By Frank Passic
LIME LAKE HISTORY, Part 2
We continue our article about Lime Lake in Spring Arbor, as printed in the Albion Evening Recorder, July 9, 1919 pg. 2 in an article entitled “Albion Man Discovered Valuable Marl Beds.”
“The work of development went forward. Spurs were put in from the MCRR Air Line that ran between the two lakes. Boarding houses were built for the workers who themselves were building barges that carry four freight cars each out into the lake to receive their loads of marl out of the marshy shore. Dredges went steaming and fussing up and down the edge devouring the land in great chunks like a small boy biting into his cookie.
This has been going on for more than a decade. Each day but the Sabbath from March to November, sees 18 carloads of marl sent over the road to the Union City factory. Two great lakes now meet the eye where mere ponds were before. These are very deep and hence a beautiful blue. Fed by immense springs, they are always fresh and afford good fishing. In some places no bottom to the marl beds can be found, and the owners estimate that the supply will not be exhausted in 100 years. So pure and white is the product that chunks dropped from the freshly loaded cars look like chunks of lime; the cars are white-washed by it and the track all the way to Union City.
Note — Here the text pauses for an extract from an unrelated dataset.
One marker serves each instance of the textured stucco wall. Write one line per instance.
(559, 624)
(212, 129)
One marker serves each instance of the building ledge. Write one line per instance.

The article concludes: “And in that city are factories converting this gift of nature into material for builders to use, all because there were some Albion men with a vision and enough ambition and enthusiasm to make it practical.” I wish we knew who those Albion men were.
Mining was discontinued in August, 1929. The Spring Arbor history states, (Pg. 64) “The closing came about because they were forced to burn so much coal to drive the water out of the marl that they could not compete with plants using lime rock.”
Today, Lime Lake is a popular recreational lake, used for boating, kayaking, fishing, and walking along the adjacent Falling Waters Trail (FWT). Now over a century later, there are still underwater evidences of mining operations at Lime Lake, in the form of marl walls, pillars, “mountains,” and formations of all shapes and sizes. The contour has been described as “a coral reef without the coral.” This has attracted the attention of Michigan (and beyond) scuba divers as a popular dive site. The depth reaches up to 33 feet.
In 2012, divers from the Divers Mast Scuba shop club in Jackson prepared a “nook” of land along the FWT at Lime Lake for use as a scuba diving launch site. After permits were obtained and donations raised, a heavy tarp measuring 15 wide by 40 feet long was installed in the water. It was topped with pea stone to prevent divers from sinking in the muck as they walked out to the drop-off. During the clean-up/preparation day on August 18, 2012, over a truckload of metal debris was pulled from the water. In addition, a walking path was prepared beginning from the nearby small parking lot to the dive site just south of the FWT. That path was later upgraded and paved by Spring Arbor Township for the installation of their walking trail which now joins the FWT at that point.
Lime Lake has since become a popular Michigan scuba diving site, as its unique underwater contour and better visibility have given the lake an attractive reputation in the Midwest diving community. There have already been two write-ups about this dive site in national diving periodicals. In addition to diving the site, divers also eat at nearby restaurants and patronize other local businesses while they are in town. It is a win-win situation. Concluding this series, from our Historical Notebook this week we present a photograph of volunteers from Diver’s Mast preparing the dive site at Lime Lake on August 18, 2012. Also illustrated is a June 29, 2025 photo showing part of the underwater “Gnome Village” located on a marl mountain. This is just one of numerous attractions in the lake designed especially for divers. Contact your local dive shop if you are interested in scuba diving lessons. How many of our readers have ever been to Lime Lake?